For Animals dataset, we decided to use the pre-trained version of ResNet18, which was trained on millions of images from the ImageNet database, each labeled from a large selection of different classes. While these were not limited to just cats and dogs, ImageNet itself includes a wide variety of cat and dog breeds within its list of classes, meaning it would correctly recognize either a cat or a dog from our dataset roughly 94% of the time (according to our tests).

The way we obtained the pre-trained weights for the model was simple, and could be done in two lines of code:

from torchvision import models

pretrained_weights = models.ResNet18_Weights.IMAGENET1K_V1
model_animals = models.resnet18(weights=pretrained_weights)

With this neural network in place, we are ready to classify any cat or dog that we choose!

Tumors

Obtaining our model for the Tumors dataset proved a little trickier, as unlike with cats and dogs, ImageNet does not contain MRI scans of brain tumors. Thus, we had to train ResNet model ourselves, using the images and 4 classes from the tumors dataset.

from torch.utils.data import DataLoader
train_tumor_loader = DataLoader(train_tumor_data, shuffle=True) # train_tumor_data was obtained using torchvision.datasets.ImageFolder()

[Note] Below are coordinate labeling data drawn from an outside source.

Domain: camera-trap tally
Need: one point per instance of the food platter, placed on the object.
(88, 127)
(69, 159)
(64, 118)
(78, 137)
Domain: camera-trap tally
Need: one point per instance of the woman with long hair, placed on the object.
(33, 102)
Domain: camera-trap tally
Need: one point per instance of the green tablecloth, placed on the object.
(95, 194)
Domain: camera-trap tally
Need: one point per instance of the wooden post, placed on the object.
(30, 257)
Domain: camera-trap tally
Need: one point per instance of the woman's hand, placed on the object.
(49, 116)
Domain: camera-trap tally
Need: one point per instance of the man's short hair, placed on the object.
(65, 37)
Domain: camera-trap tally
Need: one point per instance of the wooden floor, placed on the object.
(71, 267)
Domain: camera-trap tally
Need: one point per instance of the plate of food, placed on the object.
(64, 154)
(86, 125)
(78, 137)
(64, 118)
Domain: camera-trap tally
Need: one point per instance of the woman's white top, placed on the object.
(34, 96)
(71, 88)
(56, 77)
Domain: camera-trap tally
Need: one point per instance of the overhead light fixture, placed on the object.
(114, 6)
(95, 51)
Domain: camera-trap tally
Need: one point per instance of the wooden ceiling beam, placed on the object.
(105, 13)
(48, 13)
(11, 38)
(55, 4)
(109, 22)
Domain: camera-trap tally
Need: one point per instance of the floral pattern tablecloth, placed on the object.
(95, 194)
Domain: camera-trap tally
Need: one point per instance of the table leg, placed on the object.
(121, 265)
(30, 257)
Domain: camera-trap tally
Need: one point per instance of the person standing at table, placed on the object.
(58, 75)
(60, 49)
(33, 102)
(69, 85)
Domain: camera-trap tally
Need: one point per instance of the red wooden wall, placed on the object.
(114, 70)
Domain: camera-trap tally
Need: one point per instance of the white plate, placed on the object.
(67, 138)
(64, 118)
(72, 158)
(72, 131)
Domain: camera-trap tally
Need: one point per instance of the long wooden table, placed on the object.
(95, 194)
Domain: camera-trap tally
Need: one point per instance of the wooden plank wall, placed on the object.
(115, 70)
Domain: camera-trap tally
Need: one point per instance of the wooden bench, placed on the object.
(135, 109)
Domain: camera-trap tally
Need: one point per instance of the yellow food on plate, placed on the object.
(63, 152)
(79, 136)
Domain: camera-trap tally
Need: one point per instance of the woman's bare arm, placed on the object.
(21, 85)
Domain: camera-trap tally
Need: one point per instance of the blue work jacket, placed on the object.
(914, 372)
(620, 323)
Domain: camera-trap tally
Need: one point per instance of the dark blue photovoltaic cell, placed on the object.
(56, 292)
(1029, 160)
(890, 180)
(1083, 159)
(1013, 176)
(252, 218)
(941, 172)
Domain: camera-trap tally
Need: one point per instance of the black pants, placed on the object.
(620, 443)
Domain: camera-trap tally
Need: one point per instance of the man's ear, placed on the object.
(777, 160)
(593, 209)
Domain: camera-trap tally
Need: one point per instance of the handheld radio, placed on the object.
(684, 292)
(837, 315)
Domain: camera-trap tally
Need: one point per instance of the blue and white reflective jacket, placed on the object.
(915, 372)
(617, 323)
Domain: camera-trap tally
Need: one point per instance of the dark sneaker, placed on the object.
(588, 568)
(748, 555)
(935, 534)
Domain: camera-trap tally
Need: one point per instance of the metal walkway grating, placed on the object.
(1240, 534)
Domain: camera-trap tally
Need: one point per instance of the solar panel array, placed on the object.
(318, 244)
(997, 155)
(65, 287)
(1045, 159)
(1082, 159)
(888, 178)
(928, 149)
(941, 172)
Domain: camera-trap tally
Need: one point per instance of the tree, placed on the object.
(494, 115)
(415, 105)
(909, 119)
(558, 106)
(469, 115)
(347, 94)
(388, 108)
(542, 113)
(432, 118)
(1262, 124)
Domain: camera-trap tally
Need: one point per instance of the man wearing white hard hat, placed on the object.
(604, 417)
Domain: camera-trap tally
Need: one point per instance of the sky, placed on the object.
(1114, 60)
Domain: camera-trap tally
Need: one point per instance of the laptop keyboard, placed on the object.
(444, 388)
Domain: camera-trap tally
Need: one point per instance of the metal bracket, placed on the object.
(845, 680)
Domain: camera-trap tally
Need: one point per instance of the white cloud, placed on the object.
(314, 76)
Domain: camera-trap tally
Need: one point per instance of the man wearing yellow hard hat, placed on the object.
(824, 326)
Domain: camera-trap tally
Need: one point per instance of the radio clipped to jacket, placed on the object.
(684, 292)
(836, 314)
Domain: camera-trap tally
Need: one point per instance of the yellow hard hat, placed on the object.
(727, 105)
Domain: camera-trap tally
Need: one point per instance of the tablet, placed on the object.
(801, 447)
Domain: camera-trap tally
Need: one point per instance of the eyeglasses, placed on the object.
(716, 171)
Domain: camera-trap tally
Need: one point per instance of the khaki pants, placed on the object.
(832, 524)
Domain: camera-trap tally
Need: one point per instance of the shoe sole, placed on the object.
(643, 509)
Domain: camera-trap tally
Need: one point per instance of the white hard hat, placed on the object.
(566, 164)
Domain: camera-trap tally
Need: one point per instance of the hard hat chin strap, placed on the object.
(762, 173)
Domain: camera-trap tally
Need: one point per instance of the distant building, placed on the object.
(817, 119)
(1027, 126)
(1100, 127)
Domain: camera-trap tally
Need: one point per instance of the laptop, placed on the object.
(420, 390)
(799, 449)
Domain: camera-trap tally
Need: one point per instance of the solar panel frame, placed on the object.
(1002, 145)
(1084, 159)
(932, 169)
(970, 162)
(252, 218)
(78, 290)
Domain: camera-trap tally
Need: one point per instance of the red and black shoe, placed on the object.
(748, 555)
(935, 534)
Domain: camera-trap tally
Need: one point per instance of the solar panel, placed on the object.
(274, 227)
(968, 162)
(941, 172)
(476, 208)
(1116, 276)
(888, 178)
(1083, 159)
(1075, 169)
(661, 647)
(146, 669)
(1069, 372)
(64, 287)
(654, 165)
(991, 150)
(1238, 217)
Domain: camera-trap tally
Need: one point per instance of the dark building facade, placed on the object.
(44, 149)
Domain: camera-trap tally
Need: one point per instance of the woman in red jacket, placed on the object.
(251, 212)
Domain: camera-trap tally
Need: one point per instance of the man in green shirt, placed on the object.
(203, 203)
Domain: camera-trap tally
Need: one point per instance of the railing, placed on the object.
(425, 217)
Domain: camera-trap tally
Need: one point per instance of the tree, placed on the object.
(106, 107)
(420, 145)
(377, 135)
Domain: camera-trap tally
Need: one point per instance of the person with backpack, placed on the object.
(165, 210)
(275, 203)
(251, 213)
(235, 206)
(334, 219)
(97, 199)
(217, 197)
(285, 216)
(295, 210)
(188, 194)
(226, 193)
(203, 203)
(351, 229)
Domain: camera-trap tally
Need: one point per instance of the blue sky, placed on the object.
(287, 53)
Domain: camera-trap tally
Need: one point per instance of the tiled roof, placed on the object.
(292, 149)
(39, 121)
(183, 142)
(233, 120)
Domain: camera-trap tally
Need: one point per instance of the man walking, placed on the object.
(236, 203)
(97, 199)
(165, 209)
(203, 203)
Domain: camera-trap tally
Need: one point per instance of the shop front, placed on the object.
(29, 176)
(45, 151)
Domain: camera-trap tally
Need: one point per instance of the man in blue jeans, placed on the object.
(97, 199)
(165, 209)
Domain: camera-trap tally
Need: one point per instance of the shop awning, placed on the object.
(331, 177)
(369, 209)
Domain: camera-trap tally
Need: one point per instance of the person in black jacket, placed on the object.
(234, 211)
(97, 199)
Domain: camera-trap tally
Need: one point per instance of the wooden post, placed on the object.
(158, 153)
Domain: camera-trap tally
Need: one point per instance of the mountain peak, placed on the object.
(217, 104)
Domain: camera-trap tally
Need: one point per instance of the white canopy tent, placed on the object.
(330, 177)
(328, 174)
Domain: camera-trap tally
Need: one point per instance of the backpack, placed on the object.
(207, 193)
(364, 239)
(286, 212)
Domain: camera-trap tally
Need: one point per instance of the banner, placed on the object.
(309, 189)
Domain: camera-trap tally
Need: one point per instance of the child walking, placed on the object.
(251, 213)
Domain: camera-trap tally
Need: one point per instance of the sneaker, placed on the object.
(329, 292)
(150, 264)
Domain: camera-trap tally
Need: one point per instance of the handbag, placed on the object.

model_mri = models.resnet18(progress=True)
optimizer = optim.Adam(model_mri.parameters(), lr=1e-3)
criterion = nn.CrossEntropyLoss()
model_mri.fc = nn.Sequential(nn.Linear(2048, 512),
                                 nn.ReLU(),
                                 nn.Dropout(0.2),
                                 nn.Linear(512, 10),
                                 nn.LogSoftmax(dim=1))

# train the model
epochs = 20
for epoch in range(epochs):
    for step, (x, y) in enumerate(train_tumor_loader):
        model_mri.train()
        logits = model_mri(x)
        loss = criterion(logits, y)

        optimizer.zero_grad()
        loss.backward()
        optimizer.step()

With the model trained, we are also ready to classify MRI scans of brain tumors.